Introducing XSSDB

Sun, 24 Sep 2006 11:18:37 GMT

In a recent post David K suggested that the XSS cheat sheet hosted at ha.ckers.org is not as accessible as it should be.

RSnake, I didn't even know this attack vector was in your cheat sheet and I have been through it loads of times - A table of contents might be cool.

Over the weekend I composed a simple AJAX applications to provide a better way of previewing all attack vectors from RSnake's Cross-site scripting cheat sheet. RSnake has been working on it for quite long time and I really like what he has done so far.
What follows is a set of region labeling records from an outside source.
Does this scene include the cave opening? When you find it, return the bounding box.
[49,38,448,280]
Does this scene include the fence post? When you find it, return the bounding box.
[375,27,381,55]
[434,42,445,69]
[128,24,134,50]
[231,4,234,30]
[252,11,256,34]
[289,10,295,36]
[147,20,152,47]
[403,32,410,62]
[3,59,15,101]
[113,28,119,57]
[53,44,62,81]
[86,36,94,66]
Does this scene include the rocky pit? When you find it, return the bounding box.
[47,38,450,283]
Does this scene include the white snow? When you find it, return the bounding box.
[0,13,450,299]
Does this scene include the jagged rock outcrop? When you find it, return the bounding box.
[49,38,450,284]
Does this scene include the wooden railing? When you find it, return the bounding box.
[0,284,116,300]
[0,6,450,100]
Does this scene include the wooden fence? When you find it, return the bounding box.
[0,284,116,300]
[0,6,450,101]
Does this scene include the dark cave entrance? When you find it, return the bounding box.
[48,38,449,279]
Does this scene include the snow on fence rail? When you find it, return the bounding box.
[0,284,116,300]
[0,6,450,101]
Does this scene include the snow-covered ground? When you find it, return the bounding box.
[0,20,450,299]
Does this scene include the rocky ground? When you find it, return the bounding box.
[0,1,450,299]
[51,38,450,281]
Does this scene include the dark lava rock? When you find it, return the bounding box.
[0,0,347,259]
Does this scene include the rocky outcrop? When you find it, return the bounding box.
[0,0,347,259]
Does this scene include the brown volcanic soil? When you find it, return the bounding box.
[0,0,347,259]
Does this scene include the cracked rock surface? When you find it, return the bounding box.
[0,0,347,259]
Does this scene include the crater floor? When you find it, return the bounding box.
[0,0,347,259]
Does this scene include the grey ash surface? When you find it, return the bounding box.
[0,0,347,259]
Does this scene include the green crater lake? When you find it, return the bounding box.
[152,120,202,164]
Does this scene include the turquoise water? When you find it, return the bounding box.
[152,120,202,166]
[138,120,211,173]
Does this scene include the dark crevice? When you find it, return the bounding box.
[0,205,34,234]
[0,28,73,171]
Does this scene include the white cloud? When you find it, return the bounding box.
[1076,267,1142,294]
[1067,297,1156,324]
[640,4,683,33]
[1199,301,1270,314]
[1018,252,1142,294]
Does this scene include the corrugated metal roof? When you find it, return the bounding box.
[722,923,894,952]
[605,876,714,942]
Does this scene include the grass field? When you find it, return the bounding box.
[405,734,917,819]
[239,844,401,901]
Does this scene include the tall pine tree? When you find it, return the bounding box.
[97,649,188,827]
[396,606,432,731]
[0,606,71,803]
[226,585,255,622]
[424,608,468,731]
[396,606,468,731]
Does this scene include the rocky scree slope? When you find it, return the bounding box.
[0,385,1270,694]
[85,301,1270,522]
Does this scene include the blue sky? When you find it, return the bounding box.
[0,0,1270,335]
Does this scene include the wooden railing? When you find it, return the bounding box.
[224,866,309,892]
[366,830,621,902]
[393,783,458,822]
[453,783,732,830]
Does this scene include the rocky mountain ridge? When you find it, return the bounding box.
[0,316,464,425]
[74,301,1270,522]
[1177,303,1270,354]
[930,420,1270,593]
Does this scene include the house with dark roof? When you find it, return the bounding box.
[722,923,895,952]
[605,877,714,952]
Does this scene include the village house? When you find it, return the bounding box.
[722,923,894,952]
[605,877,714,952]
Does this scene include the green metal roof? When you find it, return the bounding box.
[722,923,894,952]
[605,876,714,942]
I am planning to extend the attack database with some of my own findings, keeping the original database updated and intact. I am also working on some features that will allow user submissions so the community is able to provide some feedback as well.

Any comments and suggestions will be greatly appreciated. Currently XSSDB works in Firefox only. The application almost works in IE6 and IE7. There seams to be something wrong with Opera.

danieldaniel
Also happily works in Safari/Camino and FF
pdppdp
hi daniel, that's great news. How about the CSS? Is it working correctly? Do you have any suggestions or recommendations? Thanks.
clonclon
exellent job tested in opera 9.02 working nice and your blog is very good Congratulations!
Steve ChristeySteve Christey
kudos to you and Rsnake for a great layout, and for giving names to these attacks. This is the best classification of XSS I've seen so far.
shyaamshyaam
THIS IS AWESOME WORK...
helphelp
All of the cheat sheet content disappeared. Can you fix it?